O’Ree, of course, was inducted into the Hockey Hall of Fame Monday in the builder category. The Fredericton, N.B. was the first black player to play in the NHL, when he debuted for the Boston Bruins on Jan. 18, 1958.
O’Ree would play only 45 NHL games, all with the Bruins, but had a lengthy professional career in the American Hockey League, the old Eastern Pro league and the Western Hockey League, where he toiled for 12 seasons – six each in Los Angeles and San Diego.
It was in San Diego that he was a teammate of Faulkner’s for three seasons. Another Faulkner brother, Jack, played a bit on the Gulls 1967-68 squad with Alex and O’Ree.
This all came after Alex, the swift little blonde centreman, became this province’s first player to make the grade in the NHL, in 1961.
By the time he reached San Diego, Faulkner had played out his days with the Toronto Maple Leafs and Detroit Red Wings – 113 career games, his time cut short due to injuries – and he’d just spent two years playing senior hockey in Newfoundland, with the Conception Bay CeeBees.

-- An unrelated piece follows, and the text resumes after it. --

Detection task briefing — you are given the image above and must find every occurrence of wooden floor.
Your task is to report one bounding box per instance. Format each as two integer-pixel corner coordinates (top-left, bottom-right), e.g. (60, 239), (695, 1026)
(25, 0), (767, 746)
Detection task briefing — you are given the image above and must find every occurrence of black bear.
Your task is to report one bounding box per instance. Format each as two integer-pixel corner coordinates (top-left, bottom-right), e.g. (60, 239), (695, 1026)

“It’s funny, but the one thing I remember about Willie was he was a left shot playing the right-wing,” says Faulkner. “I guess it was because of his eye, that he could see the left side of the ice better.
“It’s really quite something that he could play at the level he did with one eye.”

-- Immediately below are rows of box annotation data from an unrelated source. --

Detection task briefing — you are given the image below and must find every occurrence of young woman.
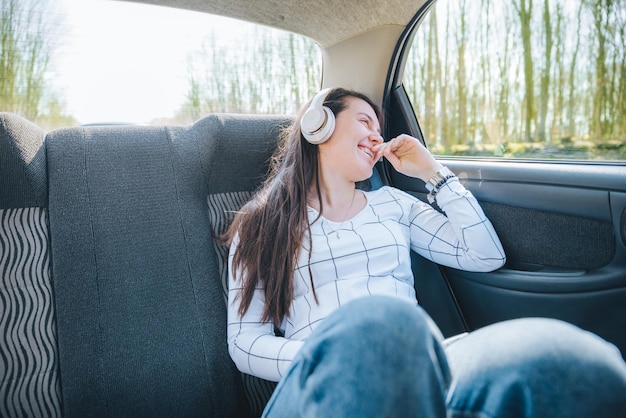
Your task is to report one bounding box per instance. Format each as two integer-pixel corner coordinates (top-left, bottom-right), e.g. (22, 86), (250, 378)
(228, 89), (626, 417)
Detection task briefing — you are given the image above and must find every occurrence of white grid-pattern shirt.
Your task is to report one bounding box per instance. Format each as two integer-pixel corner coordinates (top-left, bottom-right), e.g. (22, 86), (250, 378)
(228, 177), (505, 381)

O’Ree had lost sight in his right eye after getting with a puck in junior hockey.
For one season, Faulkner played on a line with O’Ree in San Diego, along with Bruce “Hoagy” Carmichael.
“Never did know Carmichael’s first name,” Faulkner said.
O’Ree (38 goals, 41 assists, 79 points) tied for second in scoring on the Gulls that year. Faulkner (17-51-68) was right behind, as was Carmichael (26-31-57).
“I like to think I helped them out a bit,” Faulkner says.
The story of Jackie Robinson and what he had to contend with during his ascent to the Brooklyn Dodgers to become baseball’s first black player is well known.
O’Ree had his share of challenges, too, with racial slurs a fairly common occurrence. But Faulkner doesn’t recall any situations where things got particularly out of hand.
“For starters,” Faulkner said, “he was a good guy. There was nothing out of the ordinary that we could see. No question, he’d hear stuff, but in our dressing room, he wasn’t black or white. He was Willie, our teammate.”
The second black player in the NHL, Mike Marson, would not arrive until the 1974-75 season, with the Washington Capitals. The third, Bill Riley, would come shortly afterwards, with Washington as well.
That’s the same Riley who would spent a couple of seasons in Newfoundland senior hockey, including a stint as playing-coach on the St. John’s Capitals.
Faulkner played with a black hockey player prior to San Diego. Truro, N.S. native Clobie Collins and Faulkner were teammates on the Grand Falls Andcos prior to Faulkner’s NHL debut.
Both are in the Hockey Newfoundland and Labrador Hall of Fame.
“Clobie didn’t have any trouble here,” Faulkner said. “Certainly, the U.S. was different from Newfoundland, but we never did see anything with Clobie.
“Clobie was a great skater, a great hockey player, a great guy. He spent a lot of time at our house. I can tell you Mom cooked him a good many meals.”
Faulkner, now 82, is back in his native Bishop’s Falls, where he’s been for many years. Both he and his son own and operate Beothuck Park, an RV park and campground outside Grand Falls-Windsor.